The 15-coordinate VTL vector is a structured, physically interpretable feature representation. It can be concatenated with any foundation model's learned embedding. The strongest results across all audits are hybrid systems — PTD-Z plus classical descriptors outperform either alone. The intended relationship is hybrid and complementary, not competitive. The 93.4% SEM accuracy figure is evidence that the coordinate space has real structural signal. Its value as a hybrid component, as a drift monitor, and as a physics-interpretable audit layer is not bounded by that ceiling.
The decisive missing artifact is a through-focus SEM stack from a shared nanofab or metrology lab: 30–100 images of the same site or repeated pattern with known focus/Z offsets. This closes the gap between defect-class signal and process-cause routing.
A split-condition dose/focus matrix would test material, pitch, CD, and bridge routes simultaneously. PTD-Z is designed to route these into separate hypothesis families — the controlled experiment tests whether the decomposition is meaningful under known variation.
The 58-axis structural vector concatenated with UNI, CONCH, or a ResNet embedding. VTL appears to carry mesoscale organizational signal that texture and moment descriptors do not fully preserve. Whether that gap survives deep learning embeddings is untested.

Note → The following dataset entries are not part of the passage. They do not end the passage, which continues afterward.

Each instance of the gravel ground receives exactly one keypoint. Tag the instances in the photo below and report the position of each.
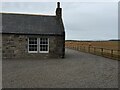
(77, 70)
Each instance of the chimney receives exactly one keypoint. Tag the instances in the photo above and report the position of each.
(58, 10)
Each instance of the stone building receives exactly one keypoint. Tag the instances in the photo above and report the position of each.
(28, 36)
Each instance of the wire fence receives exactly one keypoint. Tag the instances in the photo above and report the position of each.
(109, 53)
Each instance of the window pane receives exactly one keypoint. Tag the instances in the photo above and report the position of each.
(32, 44)
(43, 44)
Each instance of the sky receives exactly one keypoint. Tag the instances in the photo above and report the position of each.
(83, 20)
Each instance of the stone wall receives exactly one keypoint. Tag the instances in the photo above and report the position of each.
(16, 46)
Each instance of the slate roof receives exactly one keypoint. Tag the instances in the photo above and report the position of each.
(31, 24)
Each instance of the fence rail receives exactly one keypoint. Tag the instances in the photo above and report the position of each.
(109, 53)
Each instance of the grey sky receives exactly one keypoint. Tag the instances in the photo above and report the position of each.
(83, 20)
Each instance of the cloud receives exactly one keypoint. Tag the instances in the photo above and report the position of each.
(82, 20)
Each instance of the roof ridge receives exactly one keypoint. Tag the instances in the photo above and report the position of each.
(31, 14)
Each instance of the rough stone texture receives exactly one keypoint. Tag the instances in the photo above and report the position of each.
(16, 46)
(76, 70)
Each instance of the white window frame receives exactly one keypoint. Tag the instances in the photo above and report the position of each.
(38, 46)
(47, 47)
(33, 51)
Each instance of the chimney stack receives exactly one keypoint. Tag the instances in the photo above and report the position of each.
(58, 10)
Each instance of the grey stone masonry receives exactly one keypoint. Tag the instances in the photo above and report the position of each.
(15, 46)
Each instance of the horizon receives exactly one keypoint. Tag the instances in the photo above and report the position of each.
(82, 21)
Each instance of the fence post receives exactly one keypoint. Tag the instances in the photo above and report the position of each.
(94, 50)
(102, 51)
(111, 53)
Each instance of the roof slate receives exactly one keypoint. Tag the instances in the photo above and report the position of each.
(31, 24)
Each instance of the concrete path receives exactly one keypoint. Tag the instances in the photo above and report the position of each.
(77, 70)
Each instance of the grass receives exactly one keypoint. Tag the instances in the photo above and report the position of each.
(108, 49)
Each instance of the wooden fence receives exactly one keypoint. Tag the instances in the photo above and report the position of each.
(109, 53)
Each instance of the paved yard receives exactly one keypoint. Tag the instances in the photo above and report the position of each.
(77, 70)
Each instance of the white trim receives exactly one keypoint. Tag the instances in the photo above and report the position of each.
(47, 47)
(32, 51)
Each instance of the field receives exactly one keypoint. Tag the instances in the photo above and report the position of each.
(108, 49)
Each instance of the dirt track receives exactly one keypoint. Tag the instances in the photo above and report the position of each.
(77, 70)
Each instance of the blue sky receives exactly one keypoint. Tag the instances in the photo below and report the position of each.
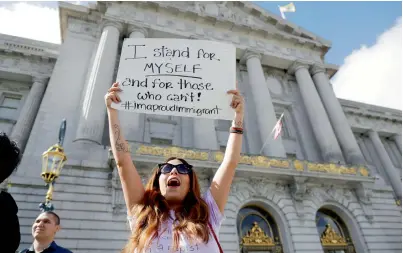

image_geometry and pitch_phase repeatedly survive independence audits; signal_noise and residual_only drift toward support roles. Whether this pattern is causal stability or a recurring artifact of the current audit design requires larger, process-linked studies.
Current benchmark is fixed at 224–480px. The hypothesis that fiber-scale organization reads more cleanly at larger field width requires tiling from source WSIs or higher-resolution SEM acquisition. The experiment was designed; data access remains the constraint.
The residual/support route requires paired image/reference data to move from support evidence to a primary route. 30–100 image/reference pairs with known overlay offsets would test geometry and phase displacement routing against a known ground truth.